The employee then filed a complaint alleging the employer violated her FMLA rights by terminating her for missing work in December due to her arthritic knee. In an amended answer, the employer moved for summary judgment asserting that the employee had not worked the required 1,250 hours in a 12-month period, and was therefore ineligible for FMLA leave. The payroll records indicated that the employee was credited for working 1,248.8 hours, and as such, fell short of FMLA eligibility. The district court, noting that the employee did not reach the 1,250 hours worked threshold, granted summary judgment. On appeal, the employee contended that the two hours she lost due to the October suspension should be counted.

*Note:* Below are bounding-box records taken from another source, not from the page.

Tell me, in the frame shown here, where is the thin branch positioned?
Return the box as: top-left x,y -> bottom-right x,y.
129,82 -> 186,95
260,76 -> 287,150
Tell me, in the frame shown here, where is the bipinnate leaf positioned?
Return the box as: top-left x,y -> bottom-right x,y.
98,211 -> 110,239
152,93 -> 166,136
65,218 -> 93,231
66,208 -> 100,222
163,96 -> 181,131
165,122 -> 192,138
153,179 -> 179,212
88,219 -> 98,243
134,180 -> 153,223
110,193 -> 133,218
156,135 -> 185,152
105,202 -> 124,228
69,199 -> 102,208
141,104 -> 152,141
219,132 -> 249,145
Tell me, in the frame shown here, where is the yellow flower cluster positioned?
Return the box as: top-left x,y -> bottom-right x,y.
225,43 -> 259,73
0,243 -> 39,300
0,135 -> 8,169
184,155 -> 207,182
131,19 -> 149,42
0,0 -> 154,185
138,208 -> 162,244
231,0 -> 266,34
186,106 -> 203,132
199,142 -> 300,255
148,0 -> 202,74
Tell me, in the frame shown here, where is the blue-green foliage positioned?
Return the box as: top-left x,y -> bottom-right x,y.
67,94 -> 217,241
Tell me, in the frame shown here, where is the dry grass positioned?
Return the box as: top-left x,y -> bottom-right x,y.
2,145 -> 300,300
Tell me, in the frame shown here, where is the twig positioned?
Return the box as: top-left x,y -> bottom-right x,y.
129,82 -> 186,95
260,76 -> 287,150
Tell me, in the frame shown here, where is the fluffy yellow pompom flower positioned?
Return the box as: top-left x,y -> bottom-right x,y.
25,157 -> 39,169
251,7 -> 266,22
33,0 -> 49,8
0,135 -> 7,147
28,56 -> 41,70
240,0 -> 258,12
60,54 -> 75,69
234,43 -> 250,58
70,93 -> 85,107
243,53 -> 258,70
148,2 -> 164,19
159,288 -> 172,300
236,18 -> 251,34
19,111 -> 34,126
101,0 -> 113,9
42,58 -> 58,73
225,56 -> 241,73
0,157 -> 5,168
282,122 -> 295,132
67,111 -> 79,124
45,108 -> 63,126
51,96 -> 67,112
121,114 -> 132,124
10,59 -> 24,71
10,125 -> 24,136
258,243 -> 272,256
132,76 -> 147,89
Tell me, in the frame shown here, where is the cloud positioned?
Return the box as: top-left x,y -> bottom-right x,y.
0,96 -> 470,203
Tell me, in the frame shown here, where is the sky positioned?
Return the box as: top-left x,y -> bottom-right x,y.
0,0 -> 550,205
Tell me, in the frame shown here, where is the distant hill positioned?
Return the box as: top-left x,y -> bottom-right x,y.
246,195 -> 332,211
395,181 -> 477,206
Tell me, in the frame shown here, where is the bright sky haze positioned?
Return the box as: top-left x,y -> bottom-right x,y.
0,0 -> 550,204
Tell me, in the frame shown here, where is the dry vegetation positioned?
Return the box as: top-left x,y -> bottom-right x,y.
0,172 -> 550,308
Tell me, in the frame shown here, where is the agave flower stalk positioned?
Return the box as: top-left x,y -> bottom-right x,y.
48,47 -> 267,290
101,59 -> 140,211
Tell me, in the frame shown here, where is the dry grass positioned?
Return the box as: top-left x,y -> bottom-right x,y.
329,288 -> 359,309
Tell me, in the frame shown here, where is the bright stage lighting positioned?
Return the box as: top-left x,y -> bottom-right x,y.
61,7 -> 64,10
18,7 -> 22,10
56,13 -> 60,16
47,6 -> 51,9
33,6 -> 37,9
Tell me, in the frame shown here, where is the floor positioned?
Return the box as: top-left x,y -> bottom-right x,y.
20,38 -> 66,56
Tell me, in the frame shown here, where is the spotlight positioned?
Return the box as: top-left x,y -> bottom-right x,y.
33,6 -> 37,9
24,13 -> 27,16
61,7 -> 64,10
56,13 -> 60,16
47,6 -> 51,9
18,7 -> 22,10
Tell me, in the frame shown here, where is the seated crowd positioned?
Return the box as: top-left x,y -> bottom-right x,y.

In affirming the district court ruling, the appellate court found that the employee presented no evidence to refute the accuracy of the employer's payroll records. As such, while the difference in hours was minimal (only 1.2 hours), the rules state that FMLA eligibility requires 1,250 hours worked in a 12-month period. In addition, the employee's argument regarding the two hours of work lost in October also fell flat. Although the two hours, if added, would have made the employee FMLA eligible, the employee never grieved the suspension within the allotted time period. The employee only grieved this suspension after she was terminated, long after the 15-day period had expired. The appellate court concluded then, that the employee was left with only a subjective belief that her suspension in October was improper, and so there being no triable issue of fact to argue, the grant of summary judgment was affirmed.